Optimize for ease of understanding.

Anything else is premature optimization! The biggest bottleneck in most development is time and attention of the developer. If you absolutely must squeeze out every last CPU cycle then by all means do so, but unless you have a compelling business need to do or are writing a critical component (common library, operating system kernel, etc) you are better off waiting until you can benchmark the finished program. At that time optimizing a few of the most costly routines is justified, before then it's almost certainly a waste of time.

Sorpigal
I agree with your statement, but when dealing with a loop you much consider the performance impact of your code. There is another question here, where re-initializing several variables in nested loop is taking thirty seconds.
AMissico
While I agree with the general point, I'd argue that optimizing for correctness is right up there with ease of understanding.
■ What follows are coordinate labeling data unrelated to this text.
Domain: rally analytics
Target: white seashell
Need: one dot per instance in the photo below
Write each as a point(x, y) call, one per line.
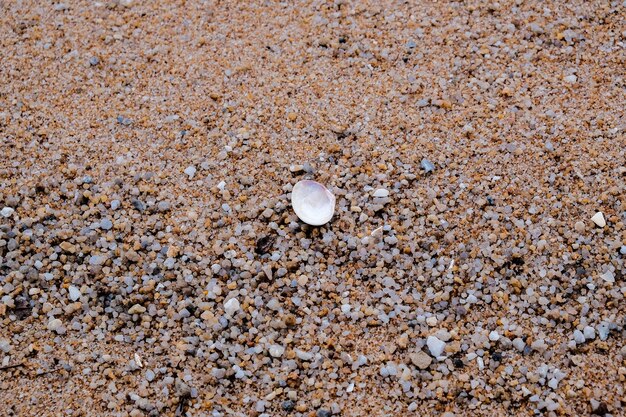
point(312, 202)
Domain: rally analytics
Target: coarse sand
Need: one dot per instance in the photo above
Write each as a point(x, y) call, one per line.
point(151, 263)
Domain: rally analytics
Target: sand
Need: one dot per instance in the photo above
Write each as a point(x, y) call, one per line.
point(151, 263)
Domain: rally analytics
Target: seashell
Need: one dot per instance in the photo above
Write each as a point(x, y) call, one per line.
point(312, 202)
So I'd ask "which one is easier to read" and "which one is less likely to cause weird side effects when modified in the future" well before "which is faster".
kyoryu
A: 

They are both virtually the same as far as performance goes (strings are immutable), but as for readability... I'd say neither is very good. You could easily just do it all within the Console.WriteLine.
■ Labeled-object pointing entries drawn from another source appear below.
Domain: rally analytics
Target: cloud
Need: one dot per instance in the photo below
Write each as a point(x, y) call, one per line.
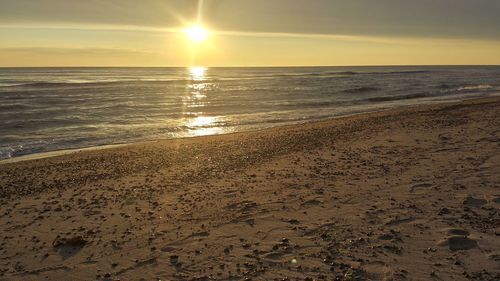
point(423, 18)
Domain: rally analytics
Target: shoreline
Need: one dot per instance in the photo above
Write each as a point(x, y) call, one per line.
point(410, 193)
point(62, 152)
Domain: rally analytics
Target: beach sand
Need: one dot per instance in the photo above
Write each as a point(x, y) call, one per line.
point(407, 194)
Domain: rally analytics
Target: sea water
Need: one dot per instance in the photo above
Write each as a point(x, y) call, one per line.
point(48, 109)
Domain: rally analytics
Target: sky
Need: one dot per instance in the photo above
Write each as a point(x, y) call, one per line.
point(249, 33)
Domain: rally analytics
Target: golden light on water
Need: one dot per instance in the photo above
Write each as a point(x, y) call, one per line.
point(197, 73)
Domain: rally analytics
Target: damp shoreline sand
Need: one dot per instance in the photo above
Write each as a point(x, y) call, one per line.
point(407, 193)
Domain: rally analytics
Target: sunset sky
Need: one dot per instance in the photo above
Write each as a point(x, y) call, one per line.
point(249, 33)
Perhaps you can post the real problem instead of an example?

Doug Stalter
A: 

I generally declare variables as close to their use as scoping allows, which in this case would be your second example. Resharper tends to encourage this style as well.

kekekela
A: 

For POD type data declare closest to first use. For anything like a class that does any memory allocation, then you should consider declaring those outside of any loops. Strings will almost certainly do some form of allocation and most implementations (at least in C++) will attempt to reuse memory if possible. Heap based allocations can be very slow indeed.

I once profiled a bit of C++ code that included a class that new'd data in its ctor. With the variable declared outside of the loop it ran 17% faster than with the variable declared inside the loop. YMMV in C# so profile performance you may be very surprised at the results.

lilburne